Yet, the enormous figures announced did not seem to match the sporadic palliative schemes across the country. Even when economists deemed that the country was in recession, there was nothing tangible to hold as the impact of the numerous interventions.

But when images and videos surfaced of warehouses loaded to the brim with CACOVID-branded foodstuffs which included rice, noodles and garri, one could not help wondering what manner of people sat on those provisions – some of which were already getting spoilt – while hunger appeared to be ravaging the land.

As the palliatives, evidently, meant for the people were being accessed by the same people, albeit raucously, should it be termed looting? The culture of looting is one that entails large scale robbery but a foreign observer may remark that the people are simply taking what’s theirs or should have been theirs way earlier, considering that over 82 million Nigerians have been estimated poor by the National Bureau of Statistics (NBS).
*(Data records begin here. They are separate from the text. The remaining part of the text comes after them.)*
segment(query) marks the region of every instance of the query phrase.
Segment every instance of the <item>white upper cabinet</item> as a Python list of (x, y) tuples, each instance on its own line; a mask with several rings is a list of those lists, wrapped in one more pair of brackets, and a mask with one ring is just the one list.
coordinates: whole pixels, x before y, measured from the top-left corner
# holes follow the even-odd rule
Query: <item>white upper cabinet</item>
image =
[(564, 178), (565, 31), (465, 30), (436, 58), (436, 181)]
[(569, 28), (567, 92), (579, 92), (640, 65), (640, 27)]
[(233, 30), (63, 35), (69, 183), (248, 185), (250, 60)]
Reacting, special adviser to President Muhammadu Buhari on media and publicity, Femi Adesina, said during an interview on Channels TV, that greed, not hunger and anger, was the reason for the people’s actions and it should not be excused. He was able to conveniently deflect from why palliatives – capable of sustaining a nationwide feast – which should have been distributed since May, were hoarded by governmental overseers. The silence of the private sector on the issue is as loud as any reaction could be.

Just like the #EndSARS protests were triggered by the high-handedness of security agents on lives they swore to protect, the ‘lootings’ were a product of deliberate impoverishment of the masses whose interests leaders swore to represent.

Although the trail of destruction is indeed condemnable, pointing of fingers should start with those at the helm who were comfortable depriving people of their deserved palliatives rather than the ‘looters’ who appear to be taking what should have been theirs in the first place.